A junkyard in the sky

An average trekker uses as much firewood in a day as an average Nepali family would in a week.

 
By Vijayalakshmi Balakrishnan
Last Updated: Sunday 28 June 2015

"Traffic jam on Everest", read a startling headline in The Rising Nepal, Kathmandu's leading English daily. The report went on to say that 34 mountaineers were on the way to the peak following the same route and they would all be jostling their way to the top.

The headline, meanwhile, reawakened concern for Everest's fragile eco-system. For more than a decade, conservationists have been battling the tourism lobby to curb trekking in the Himalaya. They argued that of every dollar spent by a trekker in Nepal, only seven cents reached the local community, with the rest being pocketed by tourism agencies in Kathmandu and Pokhara. So far, the battles have all been won by those chasing the greenbacks.

Conservationists have frequently pointed out the average trekker is ignorant of the proper use of natural resources in the mountains. For instance, most trekking parties light up camp fires even though, as a conservationist noted wryly, "The fuelwood requirement of a trekker for a day would keep a Nepali family going for a week."

The Nepali government appears to be changing its line and has announced it will refuse permits to climb the Everest after 1994. This could solve the problem of human traffic jams on the peak but it does not end the trekking menace.

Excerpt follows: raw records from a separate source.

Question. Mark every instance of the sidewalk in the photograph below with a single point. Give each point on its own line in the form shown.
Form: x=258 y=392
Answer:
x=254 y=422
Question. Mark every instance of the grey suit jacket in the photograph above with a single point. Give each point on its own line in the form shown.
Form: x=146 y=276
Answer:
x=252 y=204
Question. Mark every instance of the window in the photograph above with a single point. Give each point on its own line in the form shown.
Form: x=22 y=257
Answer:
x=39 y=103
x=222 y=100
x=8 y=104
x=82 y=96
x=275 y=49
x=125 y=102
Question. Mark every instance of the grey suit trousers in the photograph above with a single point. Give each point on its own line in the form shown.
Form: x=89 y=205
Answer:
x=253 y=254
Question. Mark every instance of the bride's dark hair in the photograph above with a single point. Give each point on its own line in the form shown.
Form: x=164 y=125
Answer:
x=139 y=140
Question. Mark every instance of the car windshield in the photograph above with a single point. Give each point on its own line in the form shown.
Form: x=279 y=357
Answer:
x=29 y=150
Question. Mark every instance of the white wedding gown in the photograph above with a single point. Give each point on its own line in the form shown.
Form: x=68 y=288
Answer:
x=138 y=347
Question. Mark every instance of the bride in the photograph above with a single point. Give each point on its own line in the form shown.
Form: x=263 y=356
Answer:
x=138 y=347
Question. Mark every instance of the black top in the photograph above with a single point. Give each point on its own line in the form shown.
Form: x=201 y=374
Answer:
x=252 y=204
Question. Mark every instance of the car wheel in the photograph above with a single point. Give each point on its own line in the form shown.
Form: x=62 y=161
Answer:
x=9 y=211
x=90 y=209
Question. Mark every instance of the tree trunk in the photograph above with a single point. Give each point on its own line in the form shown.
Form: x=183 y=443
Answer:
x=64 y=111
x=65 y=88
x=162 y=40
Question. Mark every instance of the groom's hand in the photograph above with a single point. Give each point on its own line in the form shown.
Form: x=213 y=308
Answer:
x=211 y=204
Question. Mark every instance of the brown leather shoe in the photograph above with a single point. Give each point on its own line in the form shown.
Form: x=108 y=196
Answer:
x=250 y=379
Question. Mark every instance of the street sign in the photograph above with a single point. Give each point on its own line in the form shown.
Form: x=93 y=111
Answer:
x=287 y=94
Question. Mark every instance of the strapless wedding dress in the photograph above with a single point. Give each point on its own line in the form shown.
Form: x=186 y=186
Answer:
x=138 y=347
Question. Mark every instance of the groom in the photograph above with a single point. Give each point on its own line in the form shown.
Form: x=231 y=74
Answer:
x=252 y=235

Recently, the government opened up the Mustang area for trekking and, judging by the rush to the area, the government's steep trekking fee of US $500 does not seem to be deterring trekkers.

Green activists are switching their tactics and though continuing to oppose trekking publicly, their campaign is now focussed on enforcing a code of conduct for trekkers. The code lists rules concerning camping sites, fuel needs, handling disposable material, personal safety guidelines and sets down penalties for violations. Dubbing the code as an attempt to educate the educated, the conservationists do not appear to have any illusions on how successfully it can be enforced.

And in a moment of frustration, one of them said disgustedly, "These same people who would never dream of leaving a scrap of paper on the Alps, come here and dirty our mountains".